始めに
いつだったかまだ幼かったころ、鬼ばばあに追いかけられた夢を見たことがある。
それはこわかったね。もう全速力で逃げる逃げる。
そうしたら
「隠れなさい」
って言ってくれた親切な若夫婦がいた。とっても優しい声だったのをおぼえている。
隠れていたら、鬼ばばあがむしゃむしゃ若夫婦を食べている音がしたのだよ。
食べている場面は見ていないけれど、人を食べる音がどんなのだか知らないのだけれど、ああ食べられてしまっている、というのはわかった。
どうしたかって、私はその夫婦が食べられている間に逃げよう、と思って逃げたのだよ。申し訳ない、っていう気持ちより、助かった、という安堵のほうが強かった。
起きてから、自己嫌悪。私って、自分の事さえよければ他人を犠牲に出来るんだ、とその時知ってビックリした。それまでって、自分は優しい人間で自己犠牲が出来る人間だって思ってたんだね。

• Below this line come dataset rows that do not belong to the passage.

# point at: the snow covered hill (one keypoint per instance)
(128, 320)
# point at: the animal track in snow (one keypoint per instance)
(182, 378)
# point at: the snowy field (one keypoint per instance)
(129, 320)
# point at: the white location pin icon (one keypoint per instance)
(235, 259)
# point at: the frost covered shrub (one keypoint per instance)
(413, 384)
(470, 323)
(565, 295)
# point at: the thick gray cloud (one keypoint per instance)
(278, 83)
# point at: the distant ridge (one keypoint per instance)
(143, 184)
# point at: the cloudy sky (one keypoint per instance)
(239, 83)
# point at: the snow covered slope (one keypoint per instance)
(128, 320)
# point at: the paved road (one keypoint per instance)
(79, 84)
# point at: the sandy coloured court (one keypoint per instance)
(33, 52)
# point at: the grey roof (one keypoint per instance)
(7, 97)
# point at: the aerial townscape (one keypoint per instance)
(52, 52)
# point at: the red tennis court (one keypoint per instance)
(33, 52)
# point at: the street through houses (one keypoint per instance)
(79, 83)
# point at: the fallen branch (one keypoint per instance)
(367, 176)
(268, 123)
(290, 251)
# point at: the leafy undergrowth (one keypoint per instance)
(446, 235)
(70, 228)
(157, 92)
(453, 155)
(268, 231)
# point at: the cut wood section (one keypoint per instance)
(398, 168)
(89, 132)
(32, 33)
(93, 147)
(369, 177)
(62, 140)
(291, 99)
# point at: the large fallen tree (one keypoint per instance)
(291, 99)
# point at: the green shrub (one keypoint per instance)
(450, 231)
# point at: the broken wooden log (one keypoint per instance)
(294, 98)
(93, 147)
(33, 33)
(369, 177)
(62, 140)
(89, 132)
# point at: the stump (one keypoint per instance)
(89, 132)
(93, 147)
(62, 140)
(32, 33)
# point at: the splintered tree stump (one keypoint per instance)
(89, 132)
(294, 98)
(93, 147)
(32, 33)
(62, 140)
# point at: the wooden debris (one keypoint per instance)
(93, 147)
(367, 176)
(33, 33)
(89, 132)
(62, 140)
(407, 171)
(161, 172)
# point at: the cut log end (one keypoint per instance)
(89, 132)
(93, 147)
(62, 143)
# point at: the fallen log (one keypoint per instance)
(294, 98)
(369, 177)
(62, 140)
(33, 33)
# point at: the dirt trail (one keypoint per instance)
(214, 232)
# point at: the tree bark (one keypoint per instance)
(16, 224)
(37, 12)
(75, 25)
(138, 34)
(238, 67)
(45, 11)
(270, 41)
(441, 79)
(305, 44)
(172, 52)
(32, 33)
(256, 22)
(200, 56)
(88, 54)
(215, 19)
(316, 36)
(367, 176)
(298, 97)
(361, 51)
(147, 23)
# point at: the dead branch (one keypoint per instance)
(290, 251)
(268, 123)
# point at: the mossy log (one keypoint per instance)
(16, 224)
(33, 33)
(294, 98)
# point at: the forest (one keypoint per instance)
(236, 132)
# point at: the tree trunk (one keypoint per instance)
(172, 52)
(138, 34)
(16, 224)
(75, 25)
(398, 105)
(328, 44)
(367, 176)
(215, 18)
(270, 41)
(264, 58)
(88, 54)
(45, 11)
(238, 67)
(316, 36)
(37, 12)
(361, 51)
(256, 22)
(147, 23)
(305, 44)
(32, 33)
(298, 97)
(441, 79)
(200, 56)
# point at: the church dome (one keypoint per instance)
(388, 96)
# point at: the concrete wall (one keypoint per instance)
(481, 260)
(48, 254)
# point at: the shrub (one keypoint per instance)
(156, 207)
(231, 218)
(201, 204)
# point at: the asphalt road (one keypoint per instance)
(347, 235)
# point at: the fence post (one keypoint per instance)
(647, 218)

もう年も取ったから、自分にも醜い部分や自分勝手な面があるんだって充分知っている。どんな得意なことがあるか、とか、自分の特性もだいたいつかんでる。
それでも、ひょんなきっかけで、未だに自分の知らなかった一面を見ることがあるんだ。
まだ知らない自分がいる。
書くことで新しい自分を見つけて、誰と新しい出会いがあったらな、そんな事を願いながらブログを始めようかな。